最初の握り飯——空襲の朝の炊き出し——は、死の縁から逃れてきた二人が初めて「同じ場所で、同じものを食べた」瞬間である。粗末で、砂まじりで、ふだんなら見向きもしないような代物。しかしそれが命をつないだ。そして二人をつないだ。
二度目の握り飯——上野の石段での弁当——は、二人が互いに必要な存在であることを確認する場面として描かれている。「こんなに面白く話しながら食べたことはなかった」という佐藤の内心こそが、この作品の核心である。
荷風は派手な愛の言葉を使わない。
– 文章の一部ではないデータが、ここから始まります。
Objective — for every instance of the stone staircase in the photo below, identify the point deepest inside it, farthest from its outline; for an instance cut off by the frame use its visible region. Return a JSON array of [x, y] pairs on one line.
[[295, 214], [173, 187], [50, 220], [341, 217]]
感動的な再会劇も描かない。ただ二人が並んで握り飯を食べ、おかずを分け合い、話をしている——その日常のひとコマの中に、人と人が寄り添う温もりを静かに込めている。
荷風六十代の眼差し
永井荷風がこの作品を書いたのは、戦後まもなくのことである。「にぎり飯」の発表時期については諸説あるが、荷風自身も戦時中に家を焼かれ、疎開先を転々とした経験を持つ。焼け跡の東京を生き延びた者として、彼は佐藤と千代子の物語を書いた。
荷風が描くのは、英雄でも悲劇の主人公でもない。荒物屋の佐藤と、洗濯屋をしていた千代子という、どこにでもいるような市井の人間である。彼らは戦争に翻弄され、家族を失い、それでも生きていく。その「それでも生きていく」という部分を、荷風は過剰に美化せず、過剰に悲しまず、ただ静かに書いた。
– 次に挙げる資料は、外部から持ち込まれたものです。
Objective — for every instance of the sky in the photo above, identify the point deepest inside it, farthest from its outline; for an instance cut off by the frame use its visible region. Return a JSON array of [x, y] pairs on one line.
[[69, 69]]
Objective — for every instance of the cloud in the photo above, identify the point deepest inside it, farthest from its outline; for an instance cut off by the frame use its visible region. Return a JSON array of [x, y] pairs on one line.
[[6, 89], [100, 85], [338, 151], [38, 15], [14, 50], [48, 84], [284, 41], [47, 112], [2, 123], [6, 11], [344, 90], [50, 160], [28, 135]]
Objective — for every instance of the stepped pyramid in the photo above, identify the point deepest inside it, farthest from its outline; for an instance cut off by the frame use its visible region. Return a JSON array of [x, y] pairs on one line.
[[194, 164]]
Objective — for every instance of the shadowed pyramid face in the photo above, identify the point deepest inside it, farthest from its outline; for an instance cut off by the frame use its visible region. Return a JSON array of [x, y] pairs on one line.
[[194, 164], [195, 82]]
晩年の荷風には、そういう眼差しが宿っていた。人間の業や欲をも含めて、ただ見つめる——その姿勢が、「にぎり飯」という短くて滋味のある作品を生んだのだと思う。
まとめ
「にぎり飯」は、東京大空襲の翌朝から始まる、ある男と女の縁の物語である。
砂まじりの粗末な炊き出しの握り飯が、佐藤と千代子という二人の出会いの場となった。その後の再会、売り歩き、弁当を並んで食べる場面、プロポーズ、前夫の出現と消滅——物語はすべて、淡々とした筆致で描かれる。
しかしその淡々とした言葉の奥に、「人は誰かと一緒に飯を食うことで生きていける」という、荷風の静かな確信が見える気がする。戦争があっても、焼け跡になっても、握り飯一つが人と人をつなぐ。それがこの短篇の、静かで確かなテーマであると思う。